Sans doute sont-ce là les qualités que Diane Schnabel, institutrice de son état et écrivaine en devenir à ses heures non pas perdues mais glanées sur son sommeil, dans l’exiguïté d’une buanderie pour ne pas être repérée, trouve en Eva. Une oreille attentive, profondément empathique et nimbée d’un féminisme salvateur pour celle qui s’étiole dans un mariage despotique, où la voix de Max fait autorité, quitte à humilier, minimiser et rabaisser toute entreprise intellectuelle d’autrui. Un égoïsme du quotidien, une omnipotence glaçante pour un homme qui vit dans l’ombre de son foyer. Mais donc l’ombre plane, menaçante, sur les autres…
« La vie paraissait réelle sur la presqu’île. Ce n’était pas seulement que le paysage était plus beau dans sa dureté, c’était aussi qu’ils semblaient tous de meilleures versions d’eux-mêmes, dans ce contexte. » (p.129)
« Elle ignorait ce qui allait se produire, ce qui pouvait leur arriver. » (p.219)
Waldo et Adam, leurs enfants, s’entichent amicalement des filles Wilberforce : les « Fab Four » liés pour l’éternité, se jurent-ils le premier été. Mais la vie est capricieuse et lorsque Annabel entame son adolescence, son comportement change : séductrice en diable, elle met en danger sa réputation et son corps avec qui le veut bien. Jusqu’au drame : sa mort, mystérieuse, suivie deux jours plus tard du suicide d’Adam. Un aveu funeste ? L’hypothèse semble peu plausible, tant le jeune homme se voulait depuis l’enfance discret, affable et plein de compassion pour autrui.

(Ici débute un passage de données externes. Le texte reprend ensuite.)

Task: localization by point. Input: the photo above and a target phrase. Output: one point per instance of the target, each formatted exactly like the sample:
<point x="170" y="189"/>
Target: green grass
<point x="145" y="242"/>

La mort des deux adolescents fracture l’amitié fusionnelle de Diane et d’Eva : comment envisager de poursuivre ensemble alors que le doute demeure sur la culpabilité possible de la progéniture ?
Pourtant, des années plus tard, enfin devenue une écrivaine reconnue et propriétaire d’une confortable maison sur la presqu’île, Diane convie tous les habitants et son fils Waldo, qu’elle n’a pas vu depuis des lustres, pour une fête somptueuse dont il ignore la motivation. Dans le sillage de Diane, dans l’ombre de la demeure et chacune à leur place, Eva, Olivia et Naomi. Chacune leur rôle à jouer pour faire tomber les masques. Chœur antique de furies, dont Diane est le coryphée. La soirée s’annonce cathartique : la révélation peut advenir…
Chaque roman de Julia Kerninon est pour moi un événement, tant j’affectionne son écriture. On dévore avec plaisir chaque ligne, chaque paragraphe, chaque chapitre. Et pourtant… même si j’ai aimé découvrir ce nouveau récit et saisir les thématiques clés de son œuvre (la maternité, la lecture, l’écriture et la création littéraire en général) ainsi que les fils contemporains dont elle s’empare (l’inégalité des sexes, l’emprise conjugale et la pédophilie), il m’a semblé que le roman était en partie trop segmenté en « tranches », selon les personnages. Au final, un sentiment de juxtaposition des portraits, qui pourtant (et heureusement) n’enlève rien à la montée de l’intensité dramatique. Mais, bien évidemment et malgré ce ressenti purement objectif, ne vous refusez pas la lecture d’un roman de Julia Kerninon : vous manqueriez indubitablement une petite pépite littéraire.
La dernière des Wilberforce, Julia KERNINON, éditions de L’ICONOCLASTE, 2026, 281 pages, 21.50€.